At the start of this match, as Suzie Bates and Sophie Devine walked out to open the batting, I thought it rather odd that they hadn’t chosen to mix up the batting order. With 2 openers on fire and the rest of the line-up distinctly under-cooked, why not give the middle order an outing ahead of Sunday’s final?
As it turned out, the batting order didn’t matter a jot.
There are two wrong ways to approach T20 cricket. The first is to do as Laura Wolvaardt and Dane van Niekerk did earlier today and form a partnership where, while you might manage to hang around, neither of you is able to bat at a strike rate of anything like 100. The second is to bosh it all over, but get yourselves out. New Zealand became masters of the second approach today.
On 64-2, halfway through their innings and with the lean, mean fighting machine that is Sophie Devine unbeaten at one end, what New Zealand really needed was for a measured, mature approach to batting at the other. What they got was a middle order that, after Amy Satterthwaite fell victim to Katie George’s full, straight slower ball, collapsed in a heap – their last 7 wickets falling for 38 runs.
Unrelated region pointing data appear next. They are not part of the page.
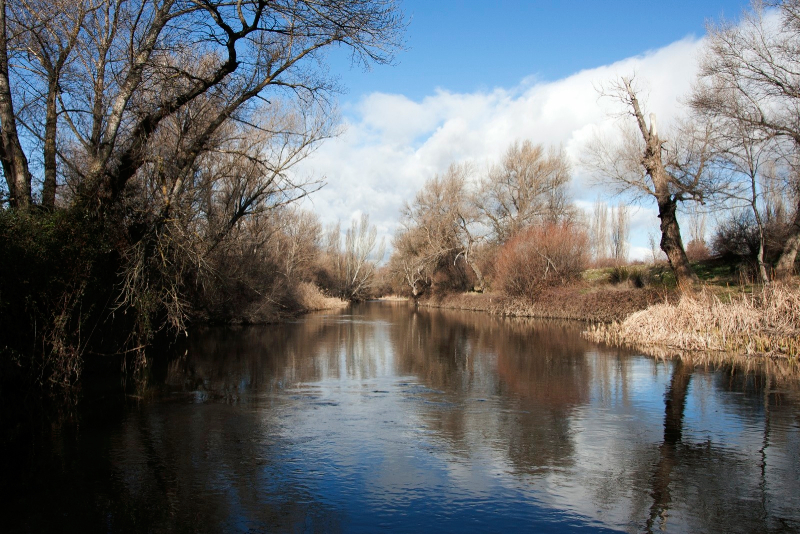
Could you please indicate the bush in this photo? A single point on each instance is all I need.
(696, 250)
(638, 277)
(540, 257)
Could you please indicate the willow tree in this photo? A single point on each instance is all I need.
(669, 171)
(94, 84)
(750, 79)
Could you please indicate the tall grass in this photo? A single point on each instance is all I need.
(766, 322)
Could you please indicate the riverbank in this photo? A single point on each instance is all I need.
(764, 323)
(597, 304)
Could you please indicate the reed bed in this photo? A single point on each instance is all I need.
(764, 323)
(603, 305)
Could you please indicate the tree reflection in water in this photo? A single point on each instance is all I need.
(388, 417)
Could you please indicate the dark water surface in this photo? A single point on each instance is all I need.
(385, 418)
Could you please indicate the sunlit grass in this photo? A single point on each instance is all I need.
(766, 321)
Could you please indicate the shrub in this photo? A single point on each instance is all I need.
(696, 250)
(541, 256)
(638, 277)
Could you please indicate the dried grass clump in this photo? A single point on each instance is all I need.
(767, 322)
(311, 298)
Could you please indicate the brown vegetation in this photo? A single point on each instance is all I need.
(767, 322)
(541, 256)
(570, 302)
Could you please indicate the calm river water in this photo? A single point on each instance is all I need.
(386, 418)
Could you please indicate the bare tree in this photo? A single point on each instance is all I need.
(670, 172)
(529, 185)
(133, 65)
(749, 77)
(599, 231)
(353, 262)
(444, 218)
(620, 232)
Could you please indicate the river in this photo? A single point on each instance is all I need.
(383, 417)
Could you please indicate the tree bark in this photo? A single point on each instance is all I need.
(50, 126)
(785, 267)
(671, 242)
(15, 163)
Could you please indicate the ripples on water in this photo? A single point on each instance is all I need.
(386, 418)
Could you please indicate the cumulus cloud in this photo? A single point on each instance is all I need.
(391, 144)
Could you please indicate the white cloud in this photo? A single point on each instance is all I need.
(392, 144)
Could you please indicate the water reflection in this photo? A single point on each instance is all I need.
(387, 417)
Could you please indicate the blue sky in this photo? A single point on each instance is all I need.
(475, 76)
(469, 45)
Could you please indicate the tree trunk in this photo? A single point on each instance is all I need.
(50, 125)
(671, 242)
(785, 267)
(15, 164)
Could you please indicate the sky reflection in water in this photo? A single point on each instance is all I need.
(388, 418)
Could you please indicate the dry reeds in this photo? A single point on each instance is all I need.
(767, 322)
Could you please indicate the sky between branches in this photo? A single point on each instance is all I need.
(477, 75)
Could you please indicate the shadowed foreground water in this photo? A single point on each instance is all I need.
(387, 418)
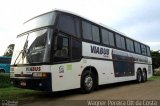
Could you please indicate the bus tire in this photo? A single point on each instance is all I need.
(87, 82)
(144, 76)
(139, 76)
(2, 71)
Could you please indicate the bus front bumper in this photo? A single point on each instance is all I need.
(42, 84)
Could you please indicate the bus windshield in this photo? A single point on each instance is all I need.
(40, 21)
(32, 46)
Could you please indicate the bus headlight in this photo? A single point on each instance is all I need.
(40, 74)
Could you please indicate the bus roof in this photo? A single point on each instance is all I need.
(100, 24)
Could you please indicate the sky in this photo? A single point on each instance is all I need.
(138, 19)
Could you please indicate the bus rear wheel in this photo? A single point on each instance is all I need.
(87, 82)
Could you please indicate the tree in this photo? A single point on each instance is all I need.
(155, 59)
(9, 50)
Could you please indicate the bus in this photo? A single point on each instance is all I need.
(5, 62)
(60, 50)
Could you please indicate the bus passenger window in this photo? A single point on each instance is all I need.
(62, 47)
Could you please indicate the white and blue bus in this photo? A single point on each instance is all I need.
(5, 62)
(60, 50)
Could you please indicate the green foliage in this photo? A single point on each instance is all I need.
(5, 81)
(157, 73)
(155, 59)
(9, 50)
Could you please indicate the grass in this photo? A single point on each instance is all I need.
(8, 92)
(4, 80)
(12, 93)
(154, 78)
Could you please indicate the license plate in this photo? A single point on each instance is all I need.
(23, 83)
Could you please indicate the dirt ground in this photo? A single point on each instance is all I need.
(126, 91)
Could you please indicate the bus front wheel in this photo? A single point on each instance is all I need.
(87, 82)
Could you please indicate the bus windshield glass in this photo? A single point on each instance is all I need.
(40, 21)
(32, 48)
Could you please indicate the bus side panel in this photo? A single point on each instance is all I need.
(66, 76)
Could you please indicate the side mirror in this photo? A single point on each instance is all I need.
(59, 42)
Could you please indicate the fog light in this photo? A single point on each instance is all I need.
(40, 84)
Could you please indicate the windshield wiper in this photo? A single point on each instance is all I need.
(24, 51)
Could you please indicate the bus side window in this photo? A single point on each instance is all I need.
(61, 47)
(76, 49)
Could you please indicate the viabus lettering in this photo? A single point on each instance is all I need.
(99, 50)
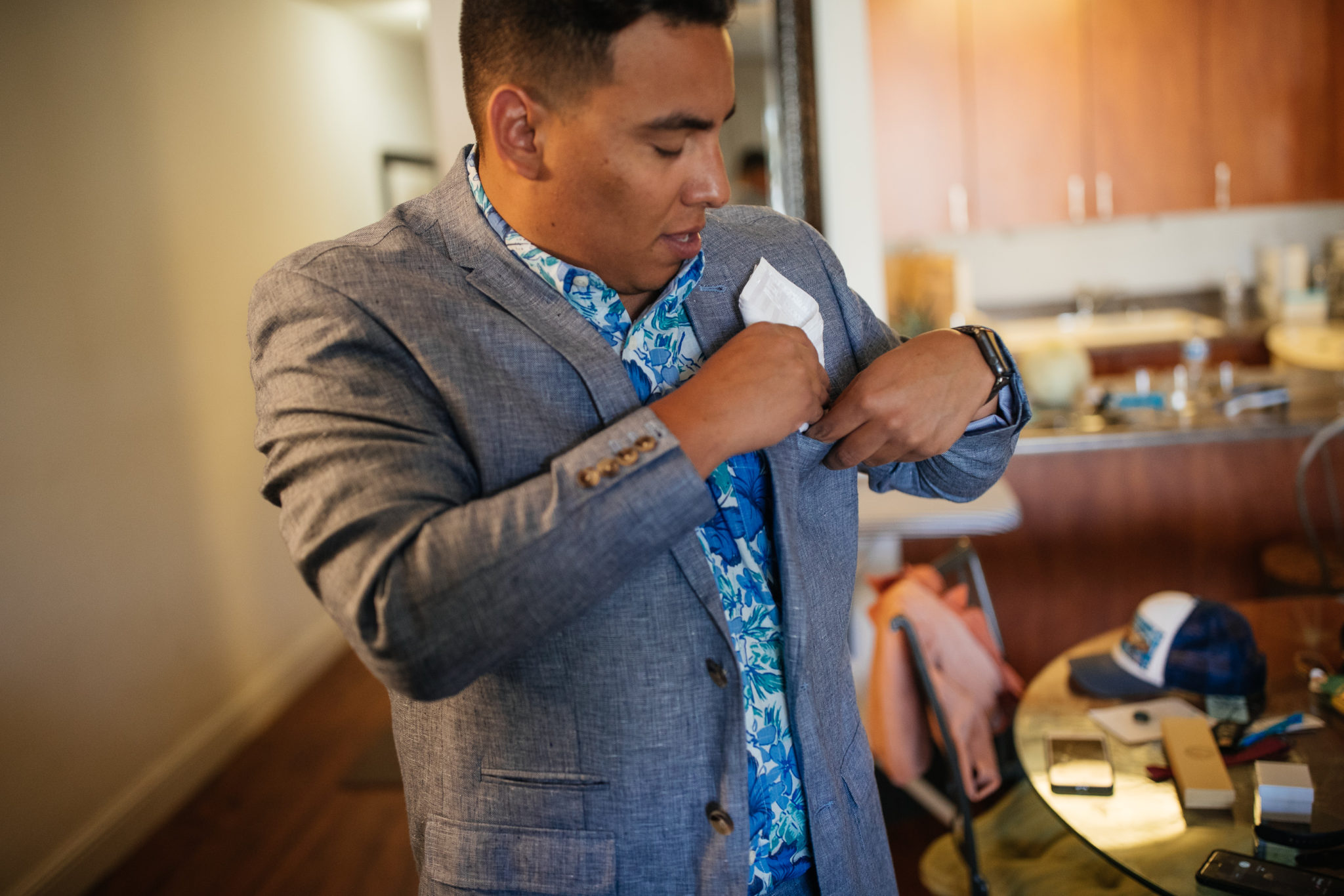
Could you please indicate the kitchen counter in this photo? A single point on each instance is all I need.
(1054, 432)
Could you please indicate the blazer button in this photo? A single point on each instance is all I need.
(717, 674)
(719, 820)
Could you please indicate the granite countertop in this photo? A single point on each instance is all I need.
(1309, 409)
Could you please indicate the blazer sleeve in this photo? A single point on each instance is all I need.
(975, 461)
(430, 582)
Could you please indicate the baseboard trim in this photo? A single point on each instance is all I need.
(169, 782)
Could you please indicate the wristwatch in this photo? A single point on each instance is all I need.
(995, 357)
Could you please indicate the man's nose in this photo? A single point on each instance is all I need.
(709, 184)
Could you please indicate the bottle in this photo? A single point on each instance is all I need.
(1335, 280)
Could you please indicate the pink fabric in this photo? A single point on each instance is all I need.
(967, 670)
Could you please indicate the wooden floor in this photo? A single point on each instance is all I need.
(278, 823)
(1101, 531)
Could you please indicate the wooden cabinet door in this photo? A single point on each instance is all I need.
(918, 113)
(1026, 87)
(1267, 69)
(1148, 131)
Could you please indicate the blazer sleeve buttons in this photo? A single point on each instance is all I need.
(610, 466)
(717, 674)
(719, 820)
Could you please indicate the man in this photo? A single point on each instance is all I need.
(554, 492)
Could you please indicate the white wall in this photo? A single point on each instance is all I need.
(452, 125)
(1135, 256)
(158, 157)
(850, 210)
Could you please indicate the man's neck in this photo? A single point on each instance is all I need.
(520, 215)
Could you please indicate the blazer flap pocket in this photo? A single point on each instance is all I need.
(523, 860)
(856, 767)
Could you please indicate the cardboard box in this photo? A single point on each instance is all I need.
(1285, 790)
(1198, 767)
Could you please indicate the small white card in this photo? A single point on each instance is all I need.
(772, 297)
(1139, 723)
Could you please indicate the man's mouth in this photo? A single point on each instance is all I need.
(684, 245)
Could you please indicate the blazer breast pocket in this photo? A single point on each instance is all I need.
(543, 798)
(810, 452)
(519, 860)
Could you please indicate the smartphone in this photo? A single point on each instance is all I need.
(1250, 876)
(1080, 764)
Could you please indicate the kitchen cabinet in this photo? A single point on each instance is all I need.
(1269, 104)
(1146, 117)
(1053, 110)
(919, 133)
(1027, 110)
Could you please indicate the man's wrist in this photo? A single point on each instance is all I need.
(994, 355)
(698, 436)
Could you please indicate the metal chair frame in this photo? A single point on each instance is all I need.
(961, 565)
(1304, 511)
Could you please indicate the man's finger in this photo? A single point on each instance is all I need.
(845, 417)
(852, 449)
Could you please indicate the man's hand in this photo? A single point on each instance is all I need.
(912, 403)
(754, 391)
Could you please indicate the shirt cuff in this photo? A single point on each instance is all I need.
(1001, 418)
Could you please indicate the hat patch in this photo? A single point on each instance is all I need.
(1140, 640)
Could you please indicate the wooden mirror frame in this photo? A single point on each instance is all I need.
(800, 164)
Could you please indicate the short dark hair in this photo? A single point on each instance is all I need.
(556, 49)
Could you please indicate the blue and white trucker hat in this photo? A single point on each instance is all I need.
(1177, 641)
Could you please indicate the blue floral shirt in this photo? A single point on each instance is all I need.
(660, 352)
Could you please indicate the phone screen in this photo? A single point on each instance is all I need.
(1080, 766)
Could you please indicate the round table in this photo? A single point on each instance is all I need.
(1143, 828)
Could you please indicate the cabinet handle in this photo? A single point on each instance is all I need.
(1222, 186)
(1105, 203)
(959, 209)
(1077, 199)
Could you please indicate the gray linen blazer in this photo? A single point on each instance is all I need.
(425, 405)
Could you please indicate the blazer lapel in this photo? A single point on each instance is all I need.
(784, 485)
(714, 316)
(497, 273)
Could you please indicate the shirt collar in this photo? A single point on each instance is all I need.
(583, 289)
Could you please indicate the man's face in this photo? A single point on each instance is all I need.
(635, 163)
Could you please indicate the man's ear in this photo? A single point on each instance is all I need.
(514, 120)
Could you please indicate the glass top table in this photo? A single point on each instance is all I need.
(1143, 828)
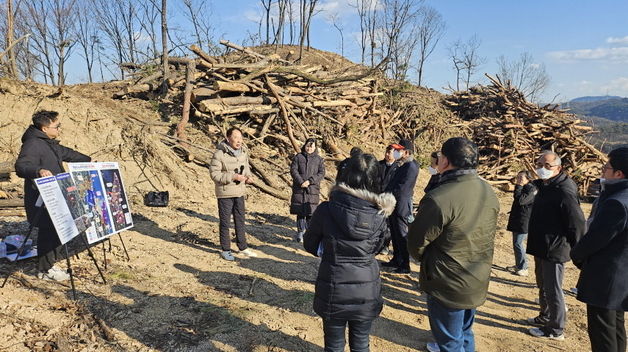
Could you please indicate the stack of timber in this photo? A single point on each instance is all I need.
(280, 103)
(511, 132)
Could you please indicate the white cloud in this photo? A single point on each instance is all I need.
(253, 16)
(616, 55)
(339, 8)
(617, 40)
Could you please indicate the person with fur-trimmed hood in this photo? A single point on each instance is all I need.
(230, 170)
(42, 155)
(401, 186)
(347, 232)
(307, 171)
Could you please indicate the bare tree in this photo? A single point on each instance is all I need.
(364, 8)
(10, 35)
(282, 8)
(164, 46)
(466, 60)
(87, 36)
(528, 77)
(197, 13)
(148, 12)
(267, 5)
(455, 54)
(400, 34)
(431, 29)
(307, 10)
(291, 20)
(38, 12)
(335, 21)
(63, 20)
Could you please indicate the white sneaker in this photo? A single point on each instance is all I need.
(55, 274)
(432, 347)
(537, 332)
(249, 253)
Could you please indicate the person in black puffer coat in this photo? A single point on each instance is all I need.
(519, 218)
(347, 232)
(42, 155)
(556, 225)
(602, 255)
(307, 170)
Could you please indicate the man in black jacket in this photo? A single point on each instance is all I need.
(519, 219)
(402, 187)
(42, 155)
(556, 225)
(388, 165)
(602, 255)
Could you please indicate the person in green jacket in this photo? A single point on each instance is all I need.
(453, 236)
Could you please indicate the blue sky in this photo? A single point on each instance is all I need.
(583, 44)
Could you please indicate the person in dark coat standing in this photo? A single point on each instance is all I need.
(519, 219)
(347, 232)
(402, 187)
(41, 155)
(556, 225)
(602, 256)
(307, 170)
(388, 165)
(434, 173)
(387, 168)
(453, 237)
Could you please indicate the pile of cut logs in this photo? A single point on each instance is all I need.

England fielded like tigresses – the highlights another stumping to add to Sarah “Legside” Taylor’s showreel; and two absolutely outstanding catches in the deep by Amy Jones off the bowling of Anya Shrubsole, Jones diving forwards both times to snatch the ball out of the air.
But New Zealand displayed a recklessness that England were able to take advantage of: slogging when they needed to defend; sweeping when they needed to play straight. Instead of letting Devine field the strike, they tried and failed to do her job for her.
Meanwhile Devine, who had said at the halfway point that a par score on this pitch was 150, looked on from the other end in disbelief.
“We just didn’t have enough batters that played smart enough cricket there with Sophie at the end,” Suzie Bates told us after the match. “She knew she could put her foot down and accelerate the innings but partners didn’t stick with her. It made it difficult for Sophie to kick on – she was caught in 2 minds which is never easy.”
Were they tired after that first game v South Africa? “It wasn’t about being tired – it just wasn’t clinical cricket. We play 50 over cricket and we’ve trained hard for this. I just don’t think we were smart enough.”
Looking ahead to Sunday’s final, Bates was upbeat:
“We can only get better after that second effort today! We’ve got to take what we did against South Africa and do it for longer.”
But the ease with which England chased down the required runs – a beautiful half-century from Sarah Taylor, plus unbeaten contributions from Nat Sciver and Heather Knight, as England’s middle-order did what New Zealand’s had failed to do and steadied the ship – surely suggests that a win for the home side at Chelmsford is the most likely result, come the weekend.